Hey folks. Does anyone know about getting tax info from Uber if you no longer work for them? Help a technophobic Luddite out?


----------



## Cableguynoe (Feb 14, 2017)

Snakesey said:


> Hey folks. Does anyone know about getting tax info from Uber if you no longer work for them? Help a technophobic Luddite out?


Why would we help you?

You turned your back on us!


----------



## htboston (Feb 22, 2016)

Cableguynoe said:


> Why would we help you?
> 
> You turned your back on us!


Excuse my jackbutt friend. This site used to be useful, but no more. Just filled with you-know-what nowadays.

Try going on Uber.com, on an actual computer, and logging in and seeing if your tax info is there. Works for me.



You can always trust me. Remember my name, snake.


----------



## SEAL Team 5 (Dec 19, 2015)

Snakesey said:


> Hey folks. Does anyone know about getting tax info from Uber if you no longer work for them? Help a technophobic Luddite out?


If worse comes to worse just get your bank deposit record. That'll give you your net revenue. It will of course be different from Uber's because they give you the gross revenue from all your trips, bonuses etc.


----------



## Cableguynoe (Feb 14, 2017)

htboston said:


> Excuse my jackbutt friend. This site used to be useful, but no more. Just filled with you-know-what nowadays.
> .


UP.net doesn't pay me to help.
They pay me to entertain.


----------



## FrankLStanton (Oct 18, 2016)

SEAL Team 5 said:


> If worse comes to worse just get your bank deposit record. That'll give you your net revenue. It will of course be different from Uber's because they give you the gross revenue from all your trips, bonuses etc.

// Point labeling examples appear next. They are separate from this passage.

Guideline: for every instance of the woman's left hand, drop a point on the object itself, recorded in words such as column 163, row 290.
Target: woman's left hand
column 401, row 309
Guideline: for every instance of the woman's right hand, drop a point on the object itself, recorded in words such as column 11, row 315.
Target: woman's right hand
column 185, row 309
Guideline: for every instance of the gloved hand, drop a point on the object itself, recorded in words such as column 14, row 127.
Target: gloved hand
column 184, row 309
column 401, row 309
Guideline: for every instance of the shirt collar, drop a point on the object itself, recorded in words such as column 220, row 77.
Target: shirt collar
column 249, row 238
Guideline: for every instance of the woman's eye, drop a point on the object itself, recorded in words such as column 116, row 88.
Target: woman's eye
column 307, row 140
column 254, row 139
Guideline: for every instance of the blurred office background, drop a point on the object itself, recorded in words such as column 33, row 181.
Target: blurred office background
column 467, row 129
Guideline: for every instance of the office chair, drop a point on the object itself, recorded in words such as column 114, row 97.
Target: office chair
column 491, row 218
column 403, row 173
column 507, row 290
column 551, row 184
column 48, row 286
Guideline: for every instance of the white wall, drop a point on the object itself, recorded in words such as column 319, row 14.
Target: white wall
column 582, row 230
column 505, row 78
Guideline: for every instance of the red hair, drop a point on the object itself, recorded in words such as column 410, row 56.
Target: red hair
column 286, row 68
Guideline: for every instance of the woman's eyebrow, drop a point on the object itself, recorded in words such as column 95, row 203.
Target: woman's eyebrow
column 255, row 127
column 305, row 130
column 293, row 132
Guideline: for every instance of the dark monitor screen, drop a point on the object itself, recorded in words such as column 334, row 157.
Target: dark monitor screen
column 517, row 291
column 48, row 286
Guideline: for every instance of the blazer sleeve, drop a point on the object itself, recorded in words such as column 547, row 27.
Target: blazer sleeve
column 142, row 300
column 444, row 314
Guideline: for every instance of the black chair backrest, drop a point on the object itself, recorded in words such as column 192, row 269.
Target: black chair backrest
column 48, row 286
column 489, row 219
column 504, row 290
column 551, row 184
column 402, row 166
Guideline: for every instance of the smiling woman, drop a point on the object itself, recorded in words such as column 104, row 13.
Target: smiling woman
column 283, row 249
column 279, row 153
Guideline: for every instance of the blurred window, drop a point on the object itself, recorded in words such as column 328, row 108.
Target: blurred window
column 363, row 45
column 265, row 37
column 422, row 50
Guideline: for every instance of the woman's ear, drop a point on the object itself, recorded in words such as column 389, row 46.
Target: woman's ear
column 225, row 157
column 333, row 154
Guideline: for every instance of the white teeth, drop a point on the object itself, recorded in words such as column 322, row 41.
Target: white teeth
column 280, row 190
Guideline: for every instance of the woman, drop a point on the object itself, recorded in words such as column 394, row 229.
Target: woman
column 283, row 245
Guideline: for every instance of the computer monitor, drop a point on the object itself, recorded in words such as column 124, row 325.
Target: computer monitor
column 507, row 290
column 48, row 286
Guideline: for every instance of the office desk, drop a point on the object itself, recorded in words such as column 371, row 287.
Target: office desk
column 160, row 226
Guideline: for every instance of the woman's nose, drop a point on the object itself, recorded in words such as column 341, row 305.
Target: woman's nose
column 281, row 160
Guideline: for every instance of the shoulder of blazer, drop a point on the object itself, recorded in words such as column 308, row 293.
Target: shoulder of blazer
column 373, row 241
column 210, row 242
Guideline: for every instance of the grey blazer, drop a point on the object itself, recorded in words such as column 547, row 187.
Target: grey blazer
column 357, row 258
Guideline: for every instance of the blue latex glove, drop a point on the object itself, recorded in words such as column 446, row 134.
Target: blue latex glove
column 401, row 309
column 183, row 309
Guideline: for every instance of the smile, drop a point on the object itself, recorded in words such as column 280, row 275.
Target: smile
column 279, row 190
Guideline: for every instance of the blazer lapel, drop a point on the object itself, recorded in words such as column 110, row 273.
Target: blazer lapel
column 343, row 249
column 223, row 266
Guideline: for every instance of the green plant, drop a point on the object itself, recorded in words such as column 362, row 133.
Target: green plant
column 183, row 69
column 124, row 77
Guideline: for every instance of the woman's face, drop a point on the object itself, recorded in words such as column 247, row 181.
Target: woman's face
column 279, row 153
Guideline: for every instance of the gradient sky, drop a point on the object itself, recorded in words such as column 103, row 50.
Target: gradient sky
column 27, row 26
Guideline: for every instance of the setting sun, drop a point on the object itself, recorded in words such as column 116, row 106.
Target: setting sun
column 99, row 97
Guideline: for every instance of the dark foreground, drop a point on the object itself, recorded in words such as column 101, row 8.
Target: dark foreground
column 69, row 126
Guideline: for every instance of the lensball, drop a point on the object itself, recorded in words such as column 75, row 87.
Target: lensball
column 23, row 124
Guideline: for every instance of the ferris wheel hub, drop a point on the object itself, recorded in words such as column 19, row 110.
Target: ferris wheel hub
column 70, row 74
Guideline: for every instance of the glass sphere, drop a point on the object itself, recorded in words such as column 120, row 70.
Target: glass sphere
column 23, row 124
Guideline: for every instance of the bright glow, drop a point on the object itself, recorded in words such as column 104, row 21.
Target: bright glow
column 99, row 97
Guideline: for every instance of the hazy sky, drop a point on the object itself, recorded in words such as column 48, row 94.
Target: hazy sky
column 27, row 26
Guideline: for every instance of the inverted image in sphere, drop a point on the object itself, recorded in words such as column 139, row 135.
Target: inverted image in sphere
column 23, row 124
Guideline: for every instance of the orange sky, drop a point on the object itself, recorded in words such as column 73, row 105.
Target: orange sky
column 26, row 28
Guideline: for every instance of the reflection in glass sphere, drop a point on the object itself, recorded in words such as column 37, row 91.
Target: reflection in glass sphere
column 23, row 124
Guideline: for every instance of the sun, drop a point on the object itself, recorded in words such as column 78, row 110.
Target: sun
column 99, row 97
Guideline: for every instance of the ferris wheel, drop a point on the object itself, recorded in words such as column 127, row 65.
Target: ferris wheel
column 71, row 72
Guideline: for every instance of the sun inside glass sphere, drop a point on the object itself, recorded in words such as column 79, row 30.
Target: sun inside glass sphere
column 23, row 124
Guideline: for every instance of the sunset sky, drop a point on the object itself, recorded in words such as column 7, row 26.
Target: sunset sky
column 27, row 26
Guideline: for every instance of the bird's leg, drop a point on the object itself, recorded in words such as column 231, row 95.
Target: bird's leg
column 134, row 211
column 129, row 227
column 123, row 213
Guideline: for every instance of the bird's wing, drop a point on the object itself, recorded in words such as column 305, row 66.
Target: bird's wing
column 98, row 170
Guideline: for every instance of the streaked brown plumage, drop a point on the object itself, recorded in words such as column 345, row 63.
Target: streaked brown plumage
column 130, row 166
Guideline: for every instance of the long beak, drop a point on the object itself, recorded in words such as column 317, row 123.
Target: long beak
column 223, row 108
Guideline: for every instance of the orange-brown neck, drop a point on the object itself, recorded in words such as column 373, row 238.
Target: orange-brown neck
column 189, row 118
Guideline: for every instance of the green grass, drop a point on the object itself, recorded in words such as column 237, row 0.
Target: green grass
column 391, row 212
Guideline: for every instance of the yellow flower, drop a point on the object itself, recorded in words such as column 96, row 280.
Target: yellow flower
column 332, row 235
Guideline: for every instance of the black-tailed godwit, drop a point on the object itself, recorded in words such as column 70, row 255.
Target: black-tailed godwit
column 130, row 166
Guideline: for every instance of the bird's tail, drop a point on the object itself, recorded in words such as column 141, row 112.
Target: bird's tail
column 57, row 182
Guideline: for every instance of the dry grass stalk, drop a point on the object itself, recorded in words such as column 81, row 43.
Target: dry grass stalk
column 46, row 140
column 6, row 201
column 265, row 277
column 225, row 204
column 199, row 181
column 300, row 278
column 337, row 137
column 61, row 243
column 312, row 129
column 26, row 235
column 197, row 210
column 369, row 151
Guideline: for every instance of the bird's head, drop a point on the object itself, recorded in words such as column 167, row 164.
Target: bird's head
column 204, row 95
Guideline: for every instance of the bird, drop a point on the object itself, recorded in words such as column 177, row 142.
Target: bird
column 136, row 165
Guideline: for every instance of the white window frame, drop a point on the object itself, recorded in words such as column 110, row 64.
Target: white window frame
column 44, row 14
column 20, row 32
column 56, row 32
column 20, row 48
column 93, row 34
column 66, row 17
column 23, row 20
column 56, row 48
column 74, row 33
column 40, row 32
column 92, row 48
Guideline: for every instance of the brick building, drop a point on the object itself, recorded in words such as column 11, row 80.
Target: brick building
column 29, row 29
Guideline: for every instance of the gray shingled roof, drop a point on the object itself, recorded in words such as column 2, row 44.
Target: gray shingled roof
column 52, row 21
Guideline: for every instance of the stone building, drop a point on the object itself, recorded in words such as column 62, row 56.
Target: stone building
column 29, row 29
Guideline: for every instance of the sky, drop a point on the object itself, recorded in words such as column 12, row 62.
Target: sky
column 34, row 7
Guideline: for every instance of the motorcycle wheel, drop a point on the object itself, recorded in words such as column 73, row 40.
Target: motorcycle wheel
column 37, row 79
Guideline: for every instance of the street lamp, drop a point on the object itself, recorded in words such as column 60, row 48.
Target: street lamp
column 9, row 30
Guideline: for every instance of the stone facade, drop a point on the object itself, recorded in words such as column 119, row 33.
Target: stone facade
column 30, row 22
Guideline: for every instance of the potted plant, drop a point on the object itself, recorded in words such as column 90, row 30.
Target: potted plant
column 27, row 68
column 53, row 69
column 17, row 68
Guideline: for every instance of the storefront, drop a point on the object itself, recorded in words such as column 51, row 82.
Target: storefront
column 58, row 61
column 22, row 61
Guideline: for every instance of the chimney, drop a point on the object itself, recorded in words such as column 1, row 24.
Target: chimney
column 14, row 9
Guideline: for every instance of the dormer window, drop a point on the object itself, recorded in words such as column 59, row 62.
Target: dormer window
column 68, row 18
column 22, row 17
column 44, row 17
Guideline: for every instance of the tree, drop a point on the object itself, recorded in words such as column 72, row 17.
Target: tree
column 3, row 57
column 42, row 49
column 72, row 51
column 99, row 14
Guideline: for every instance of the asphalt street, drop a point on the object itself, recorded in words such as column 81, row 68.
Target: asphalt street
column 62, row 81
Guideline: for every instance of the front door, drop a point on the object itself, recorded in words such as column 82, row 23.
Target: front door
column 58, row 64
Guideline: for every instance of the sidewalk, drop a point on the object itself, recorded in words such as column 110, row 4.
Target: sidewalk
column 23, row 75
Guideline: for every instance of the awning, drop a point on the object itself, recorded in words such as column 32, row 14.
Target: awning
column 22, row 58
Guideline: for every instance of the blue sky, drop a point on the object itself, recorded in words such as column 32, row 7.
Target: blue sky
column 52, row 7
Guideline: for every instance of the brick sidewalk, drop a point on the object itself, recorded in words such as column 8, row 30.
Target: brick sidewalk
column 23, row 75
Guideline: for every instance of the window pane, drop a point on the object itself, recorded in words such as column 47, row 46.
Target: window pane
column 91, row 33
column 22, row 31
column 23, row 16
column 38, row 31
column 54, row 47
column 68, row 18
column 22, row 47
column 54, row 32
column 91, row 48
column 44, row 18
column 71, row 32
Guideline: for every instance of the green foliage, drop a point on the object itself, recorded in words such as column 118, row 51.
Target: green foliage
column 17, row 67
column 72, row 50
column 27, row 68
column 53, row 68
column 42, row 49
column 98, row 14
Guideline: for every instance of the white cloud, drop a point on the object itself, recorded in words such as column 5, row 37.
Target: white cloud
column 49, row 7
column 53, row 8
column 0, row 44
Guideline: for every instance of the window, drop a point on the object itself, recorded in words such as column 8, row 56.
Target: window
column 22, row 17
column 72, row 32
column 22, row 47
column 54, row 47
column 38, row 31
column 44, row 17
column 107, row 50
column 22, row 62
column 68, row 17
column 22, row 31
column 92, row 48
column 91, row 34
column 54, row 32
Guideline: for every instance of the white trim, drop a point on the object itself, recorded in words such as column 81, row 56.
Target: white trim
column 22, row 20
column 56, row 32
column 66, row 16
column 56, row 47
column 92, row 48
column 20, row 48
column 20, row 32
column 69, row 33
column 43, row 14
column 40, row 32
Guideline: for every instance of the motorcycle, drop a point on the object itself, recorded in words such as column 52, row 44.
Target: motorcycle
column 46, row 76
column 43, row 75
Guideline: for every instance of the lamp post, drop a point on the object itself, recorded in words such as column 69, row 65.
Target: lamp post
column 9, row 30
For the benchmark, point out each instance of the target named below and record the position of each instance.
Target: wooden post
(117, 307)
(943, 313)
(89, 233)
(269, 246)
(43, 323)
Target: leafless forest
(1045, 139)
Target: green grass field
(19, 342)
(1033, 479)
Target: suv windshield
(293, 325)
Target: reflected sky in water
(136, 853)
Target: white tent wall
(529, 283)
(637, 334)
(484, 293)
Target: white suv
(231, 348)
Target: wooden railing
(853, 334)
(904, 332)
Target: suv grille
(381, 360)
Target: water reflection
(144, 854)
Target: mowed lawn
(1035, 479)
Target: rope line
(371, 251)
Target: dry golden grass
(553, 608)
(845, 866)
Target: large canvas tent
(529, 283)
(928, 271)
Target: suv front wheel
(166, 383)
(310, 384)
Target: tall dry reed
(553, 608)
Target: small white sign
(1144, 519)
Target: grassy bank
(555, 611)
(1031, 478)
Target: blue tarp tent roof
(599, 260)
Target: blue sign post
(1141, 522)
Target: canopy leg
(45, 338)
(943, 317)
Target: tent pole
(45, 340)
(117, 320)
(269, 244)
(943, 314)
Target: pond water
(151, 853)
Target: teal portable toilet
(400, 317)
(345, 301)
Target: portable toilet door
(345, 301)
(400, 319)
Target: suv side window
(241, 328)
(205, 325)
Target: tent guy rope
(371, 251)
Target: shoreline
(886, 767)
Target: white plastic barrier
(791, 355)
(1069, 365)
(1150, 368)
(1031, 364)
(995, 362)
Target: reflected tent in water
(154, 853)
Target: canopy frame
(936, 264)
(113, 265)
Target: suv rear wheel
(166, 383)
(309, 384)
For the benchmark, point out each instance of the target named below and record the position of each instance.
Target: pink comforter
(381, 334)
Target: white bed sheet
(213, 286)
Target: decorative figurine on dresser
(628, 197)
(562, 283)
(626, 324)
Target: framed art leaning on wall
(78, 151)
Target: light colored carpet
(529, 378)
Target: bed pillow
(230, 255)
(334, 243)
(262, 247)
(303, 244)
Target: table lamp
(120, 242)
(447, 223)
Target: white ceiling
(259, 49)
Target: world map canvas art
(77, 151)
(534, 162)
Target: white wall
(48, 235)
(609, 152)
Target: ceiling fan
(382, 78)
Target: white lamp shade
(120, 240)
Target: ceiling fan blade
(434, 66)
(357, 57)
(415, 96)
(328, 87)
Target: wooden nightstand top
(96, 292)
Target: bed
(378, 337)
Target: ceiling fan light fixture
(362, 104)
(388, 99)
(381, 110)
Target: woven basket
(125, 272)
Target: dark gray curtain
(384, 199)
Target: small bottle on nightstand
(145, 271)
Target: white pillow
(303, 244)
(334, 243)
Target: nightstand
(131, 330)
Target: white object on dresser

This difference could be enough to raise a flag for audit, so beware or ask a professional how to handle.


----------



## Rakos (Sep 2, 2014)

Cableguynoe said:


> UP.net doesn't pay me to help.
> They pay me to entertain.
> 
> View attachment 205666


Oh Jeez...

Now you think you're....

A Roman Gladiator.....

Sheesh...

You lettin things go to your head a bit..???

Rakos


----------